« Vous faites quoi pour la planète ?
– Je vends des ordinateurs, alors bon… Je ne peux pas prétendre que c’est écolo, vertueux pour le climat. Ca serait mentir. »
Cette semaine, j’ai rencontré un grand patron de l’informatique, qui préfère l’anonymat. Je venais de lire, le week-end d’avant, La Sobriété gagnante, de Benjamin Brice (que je vous conseille vraiment). Et du coup, c’est avec cette grille en tête que je l’interrogeais : comment on pourrait moins importer d’électronique ? Qui représente, chaque année, 18 milliards de déficit commercial ?
« 99,9% des produits que je vends sont importés. Même sur une carte fabriquée en France, les puces viennent de Chine, ou au moins d’Asie.
Donc, il ne faut pas espérer relocaliser la production ?
Ca paraît très compliqué. C’est toute la chaîne qui manque.
La seule option, alors, c’est de moins consommer… Moi, je viens pour casser votre marché !
(Rires.) Oui, de base, il faut changer moins son matériel. Et nous sommes prêts pour la conversion : toutes nos boutiques sont capables de réparer à peu près tout. Depuis le début, depuis plus de vingt ans, on le fait. Comme on vend de l’assemblage, c’est simple.
Quelle est la part de réparation dans votre chiffre d’affaires ?
4%.
Pourquoi c’est pas plus ?
Quand l’ordi tombe en panne, ça donne aux gens une bonne excuse pour le changer. Ils sont pris dans une course. Les logiciels sont plus puissants, sont changés quasi-automatiquement, et donc il faut aux graphistes des bécanes qui suivent. Ils aiment ça, aussi. Et dans les entreprises, on ne fait pas glisser sa machine vers la compta, on jette, on se débarrasse.
Les boîtes changent leur matériel tous les trois ans.

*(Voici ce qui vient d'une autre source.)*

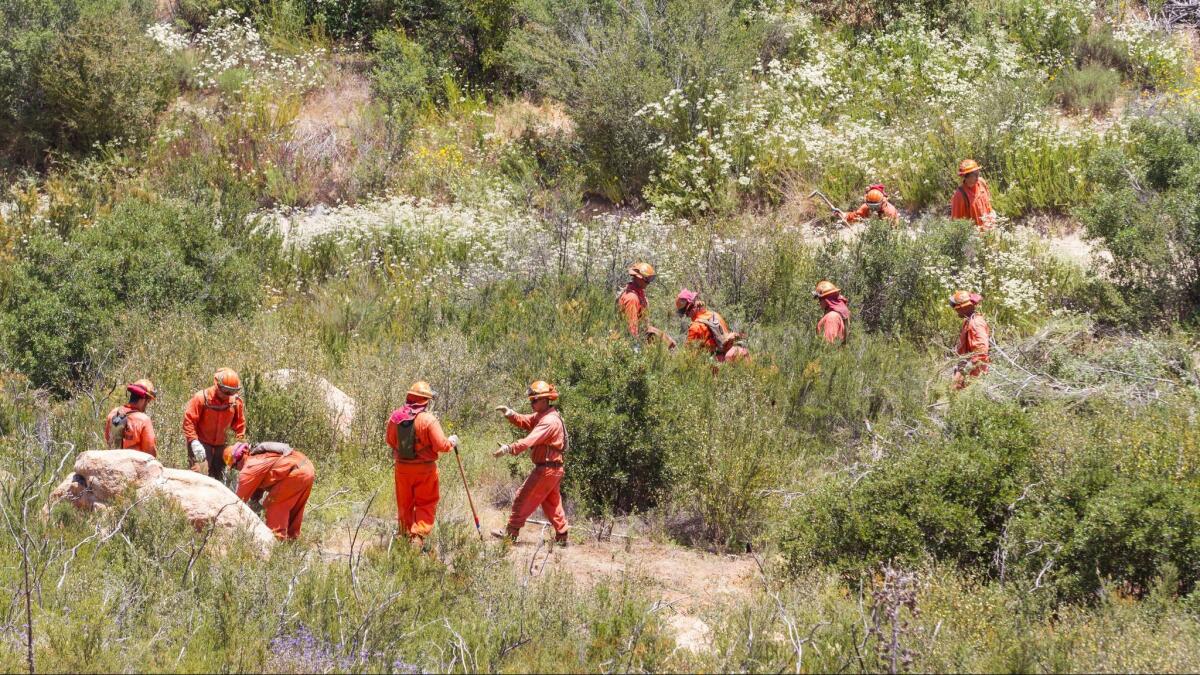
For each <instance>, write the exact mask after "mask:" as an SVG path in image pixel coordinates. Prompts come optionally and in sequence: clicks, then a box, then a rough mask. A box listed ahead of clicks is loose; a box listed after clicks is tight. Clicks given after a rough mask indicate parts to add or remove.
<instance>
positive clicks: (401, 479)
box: [388, 404, 454, 538]
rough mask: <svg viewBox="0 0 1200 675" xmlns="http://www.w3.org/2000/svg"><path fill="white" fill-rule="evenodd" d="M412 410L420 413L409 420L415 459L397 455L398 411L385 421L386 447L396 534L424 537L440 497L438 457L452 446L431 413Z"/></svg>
mask: <svg viewBox="0 0 1200 675" xmlns="http://www.w3.org/2000/svg"><path fill="white" fill-rule="evenodd" d="M409 405H412V404H409ZM412 407H413V410H420V412H418V413H416V417H415V418H414V419H413V435H414V438H413V452H414V454H415V455H416V459H410V460H409V459H402V458H401V456H400V454H398V446H400V432H398V429H397V424H398V422H400V419H401V418H400V417H397V414H398V413H400V412H401V411H396V412H395V413H392V416H391V417H390V418H389V419H388V444H389V446H390V447H391V449H392V459H394V460H395V462H396V464H395V470H394V479H395V484H396V520H397V521H398V522H400V532H401V533H404V534H408V536H410V537H414V536H415V537H421V538H425V537H428V536H430V532H432V531H433V518H434V516H436V515H437V509H438V500H440V498H442V491H440V486H439V484H438V455H439V454H442V453H449V452H450V450H452V449H454V446H452V444H451V443H450V440H449V438H448V437H446V435H445V432H444V431H442V424H440V423H439V422H438V418H436V417H433V413H431V412H425V411H424V407H425V406H412ZM401 410H403V408H401Z"/></svg>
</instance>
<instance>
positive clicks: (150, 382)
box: [125, 377, 158, 400]
mask: <svg viewBox="0 0 1200 675" xmlns="http://www.w3.org/2000/svg"><path fill="white" fill-rule="evenodd" d="M125 390H126V392H128V393H131V394H137V395H139V396H142V398H143V399H150V400H154V399H157V398H158V390H157V389H155V388H154V382H150V381H149V380H146V378H145V377H143V378H142V380H138V381H137V382H132V383H130V384H126V386H125Z"/></svg>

Comme c’est amorti sur trois ans, dans les bilans comptables, les dirigeants se disent qu’ils peuvent le larguer, en racheter, c’est presque comme si c’était gratuit. Une modification à proposer, peut-être, c’est de porter l’amortissement à cinq ans. Ici, on garde tout jusqu’à la panne finale.
Quelle est la durée de vie moyenne, chez vous ?
-Longtemps. Mon ordi a dix ans. Le problème, ça n’est pas la réparation, la casse physique c’est rare. Le souci, c’est de upgrader. Les gens ne savent pas qu’on peut rajouter de la mémoire. C’était courant quand on a commencé, on bidouillait. Mais les fabricants, comme Apple, ont soudé les cartes graphiques, les mémoires, les disques durs… Si on veut booster le moteur, il faut modifier ça.
Mais s’y ajoute un autre souci : je suis développeur. Avant, on développait dans le langage machine, qui était simple pour l’ordinateur, qui lui demandait peu de puissance, peu d’énergie. Maintenant, on développe dans des métalangages, le No-Code, beaucoup plus simple pour le programmateur, ça permet d’en former rapidement, en série, mais beaucoup plus complexe pour la machine, une surcouche, qui réclame de plus en plus de puissance, d’énergie.
Est-ce que vous pensez qu’il faudrait relever le prix de l’informatique ? Pour inciter à la réparation ? Le vendre au prix réel, en y incluant le coût écologique ?
En tout cas, une taxe en ce sens ne me choquerait pas. »
Où est le plan de l’Etat pour limiter la consommation d’électronique, d’informatique ? Il n’y en a pas. Il en faut un, d’urgence, à la fois pour limiter notre déficit commercial – et le désastre environnemental. Il faut que la réparation devienne la priorité, avec un atelier par quartier et par canton, avec des brigades d’informaticiens-dépanneurs-bidouilleurs, avec toutes les alternatives, dans les entreprises comme chez les particuliers, plutôt que l’achat. Il faut un rapport de force avec les multinationales, au niveau européen, contre les mises à jour automatiques des logiciels, contre l’obsolescence programmée du matériel. La fabrication, l’importation, tous azimuts, des portables, des tablettes, est une hémorragie, autant pour notre pays que pour une planète qui saigne.
Le réalisme, économique, écologique, l’impose.